25 Kasım, Birleşmiş Milletler (BM) tarafından “Kadına Yönelik Şiddete Karşı Uluslararası Mücadele ve Dayanışma Günü” olarak kabul edilmiştir. 25 Kasım,Mirabelkızkardeşlerin vahşi bir şekilde katledildikleri, utanç gününün ve insanlık ayıbının yıl dönümüdür.
Ne yazık ki bu utanç ve ayıp hâlâ giderilememiştir. Özellikle ülkemizde kadına yönelik şiddetin önlenmesi konusunda önemli bir mesafe kat edilememiştir. Hatta rakamların ortaya koyduğu üzere daha da geriye gitmektedir. Dünya Ekonomik Forumu 2018 Küresel Cinsiyet Eşitsizliği Raporu’na göre 149 ülke içerisinde 130’uncu sırada olan ülkemizde, ömrü boyunca cinsiyete dayalı şiddete maruz kalma olasılığı değerlendirmesinde yüzde 42 ile OECD ülkeleri içerisinde en kötü durumdaki ülkelerden birisidir.
Ulu Önder Atatürk, kadınlarımızla ilgili “Ey kahraman Türk kadını, sen yerde sürüklenmeye değil, omuzlar üzerinde yükselmeye layıksın” demiştir. Atatürk’ün bizlere miras bıraktığı bu sözün karşılığı ne acıdır; günümüz AKP iktidarınca anlaşılamamıştır. Kadınlar omuz üstünde tutulmak bir yana, ekonomi, siyaset, eğitim başta olmak üzere birçok alanda eşitsizliğe ve ayrımcılığa uğramakta, hatta can güvenlikleri bile sağlanamamaktadır. Ülkemizde kadına yönelik şiddet oranları en yüksek rakamlara ulaşmış, kadınlar özellikle AKP iktidarı boyunca Cumhuriyet ile birlikte kazandığı tüm hakları kaybeder bir noktaya gelmiştir. Özellikle kadınlara yönelik ayrımcı söylemlerin devlet yetkilileri tarafından dile getirilmesi, toplumsal cinsiyet eşitliği konusunda atılan olumlu adımları boşa düşürerek, çelişkili bir durum ortaya çıkarmakta, ayrımcılık ve eşitsizliği meşrulaştıran bir ortam yaratmaktadır. “Türk kadınları evinin süsüdür”, “kadın erkek eşitliği fıtrata ters”, “kadının fıtratında erkeğe köle olmak var”, “annelerin annelik kariyeri dışında başka bir kariyeri merkeze almamaları gerekir”, “işsizlik oranları niye artıyor biliyor musunuz? Özellikle kadınlar arasında kriz döneminde işgücüne katılım oranı daha da artıyor” gibi söylemler kadınların ekonomik, toplumsal ve siyasi alanda eşit görülmediğinin bir itirafı olarak ortaya çıkmaktadır.
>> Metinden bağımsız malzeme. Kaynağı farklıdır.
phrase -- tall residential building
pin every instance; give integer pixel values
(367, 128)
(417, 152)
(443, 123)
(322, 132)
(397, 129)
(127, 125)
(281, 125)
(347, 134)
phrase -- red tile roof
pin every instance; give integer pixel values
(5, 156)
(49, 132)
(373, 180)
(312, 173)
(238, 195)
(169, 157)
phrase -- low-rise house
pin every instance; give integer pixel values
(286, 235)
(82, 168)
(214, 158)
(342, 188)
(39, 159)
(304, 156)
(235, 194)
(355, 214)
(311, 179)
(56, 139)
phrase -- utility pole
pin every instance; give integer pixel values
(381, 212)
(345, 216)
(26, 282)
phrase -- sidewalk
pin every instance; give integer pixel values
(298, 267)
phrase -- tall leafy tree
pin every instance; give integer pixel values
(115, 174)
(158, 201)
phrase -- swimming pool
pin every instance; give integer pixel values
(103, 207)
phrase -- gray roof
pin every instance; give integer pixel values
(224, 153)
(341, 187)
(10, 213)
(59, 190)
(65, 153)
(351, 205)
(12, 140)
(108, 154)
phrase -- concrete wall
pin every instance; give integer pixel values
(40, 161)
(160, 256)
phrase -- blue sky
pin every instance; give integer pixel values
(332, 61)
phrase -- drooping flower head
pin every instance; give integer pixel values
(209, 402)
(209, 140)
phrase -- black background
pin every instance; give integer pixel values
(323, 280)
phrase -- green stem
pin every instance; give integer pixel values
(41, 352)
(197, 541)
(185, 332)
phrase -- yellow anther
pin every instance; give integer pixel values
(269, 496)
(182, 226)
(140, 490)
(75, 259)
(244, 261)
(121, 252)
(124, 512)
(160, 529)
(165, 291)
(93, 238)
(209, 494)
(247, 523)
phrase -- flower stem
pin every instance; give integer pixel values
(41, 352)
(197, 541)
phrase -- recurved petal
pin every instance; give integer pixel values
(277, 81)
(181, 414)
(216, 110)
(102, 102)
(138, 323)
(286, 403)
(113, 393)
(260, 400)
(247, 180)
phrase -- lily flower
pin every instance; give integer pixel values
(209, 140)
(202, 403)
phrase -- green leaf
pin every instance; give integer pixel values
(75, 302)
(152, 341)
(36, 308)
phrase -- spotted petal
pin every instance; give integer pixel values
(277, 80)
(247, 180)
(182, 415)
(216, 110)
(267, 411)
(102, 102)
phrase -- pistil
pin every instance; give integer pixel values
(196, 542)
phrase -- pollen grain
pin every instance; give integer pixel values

AKP iktidarı Kadınlara Eşitsizlik Sunuyor
Kadın-erkek eşitliğine inanmadığını her fırsatta dile getiren AKP iktidarı, kadınları ikinci cins olarak konumlandırmaktadır. Bu zihniyetin bir sonucu olarak kadınlara yönelik uygulanan politikalar bile adında kadın dahi olmayan bir bakanlık üzerinden yürütülmekte, kadınlar sadece “anne” ve “eş” rolleri üzerinden tanımlanmaktadır. Kadınları güçlendirecek politikalar yerine kadınlar güvencesiz istihdam alanlarında sıkışmakta ya da bakım emeği gibi nedenlerle istihdam dışında kalmaktadır. Kadınlar istihdamdan siyasete olmak üzere karar alma mekanizmalarına yeterince katılım sağlayamamaktadır.
TÜİK verilerine göre kadınların istihdam oranı yüzde 32,6 ile sınırlı kalırken, istihdam edilen kadınların yüzde 43’ü kayıt dışı ve güvencesiz işlerde çalışmaktadır. Yaklaşık 2 milyon kadın ise bakım emeği nedeniyle istihdama ya hiç dahil olmamakta ya da ayrılmaktadır. Özellikle genç kadın işsizliği hızla artış gösterirken, kadın işsizliği yüzde 15,5, genç kadın işsizliği yüzde 35,5 gibi kritik bir düzeye ulaşmıştır. 15-24 yaş arası kadınların yüzde 37,2’si de ne eğitimde ne de istihdamda yer almaktadır.